CS 455: Digital Image Processing
Introduces various techniques for the enhancement and analysis of digital imagery. Topics include the interpretation of image statistics, image enhancement based on histogram transformations, spatial filtering, and image transforms. Prerequisite: CS 221N.
CS 460: Artificial Intelligence
Problem solving and heuristic search, knowledge representation, expert systems, fuzzy logic, logic and theorem proving, planning. Machine learning, neural networks, evolutionary computation, hybrid systems. Introduction to the AI languages LISP and PROLOG. Prerequisite: CS 143.

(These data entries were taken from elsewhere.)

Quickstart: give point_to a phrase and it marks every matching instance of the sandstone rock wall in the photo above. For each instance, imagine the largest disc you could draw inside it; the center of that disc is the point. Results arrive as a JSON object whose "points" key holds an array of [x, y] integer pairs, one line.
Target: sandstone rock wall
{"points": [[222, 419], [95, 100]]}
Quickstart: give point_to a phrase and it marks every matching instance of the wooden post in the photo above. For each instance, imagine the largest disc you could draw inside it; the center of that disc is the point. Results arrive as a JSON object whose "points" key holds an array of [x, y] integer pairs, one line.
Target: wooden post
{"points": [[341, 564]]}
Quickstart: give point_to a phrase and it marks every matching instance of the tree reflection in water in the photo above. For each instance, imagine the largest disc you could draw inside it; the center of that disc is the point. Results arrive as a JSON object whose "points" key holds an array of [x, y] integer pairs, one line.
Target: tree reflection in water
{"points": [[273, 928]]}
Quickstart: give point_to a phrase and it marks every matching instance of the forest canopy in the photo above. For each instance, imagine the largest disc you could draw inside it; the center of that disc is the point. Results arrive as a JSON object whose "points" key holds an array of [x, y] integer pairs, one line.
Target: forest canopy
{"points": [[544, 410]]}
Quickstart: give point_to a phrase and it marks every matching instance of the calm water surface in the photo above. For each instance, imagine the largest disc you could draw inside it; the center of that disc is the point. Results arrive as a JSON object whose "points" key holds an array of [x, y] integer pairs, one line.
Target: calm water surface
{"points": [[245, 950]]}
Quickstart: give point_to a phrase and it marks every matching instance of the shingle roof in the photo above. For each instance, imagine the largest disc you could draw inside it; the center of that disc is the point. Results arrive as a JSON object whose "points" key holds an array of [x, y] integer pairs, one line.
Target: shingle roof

CS 470: Evolutionary Computation
This course is a biologically-inspired approach to the design of computationally intelligent systems. Covers genetic algorithms, genetic programming, evolution strategies, design of problem representations, selection methods, mutation and recombination operators, applications to real-world problems. Prerequisite: CS221N.
CS 497: Software Capstone
Capstone course in computer science that involves participation in a real-world software project. Students will discuss and apply modern software development principles, methodologies, and tools.
CS 498: Software Capstone
Capstone course in computer science that involves participation in a real-world software project. Students will discuss and apply modern software development principles, methodologies, and tools. This course will also encompass the comprehensive examination requirement for graduation.
CS 499: Senior Thesis
Research and write a thesis under the direction of a member of the Computer Science faculty. Satisfies the comprehensive examination requirement for graduation. Prerequisites: excellence in computer science courses through the Junior year and invitation by the faculty.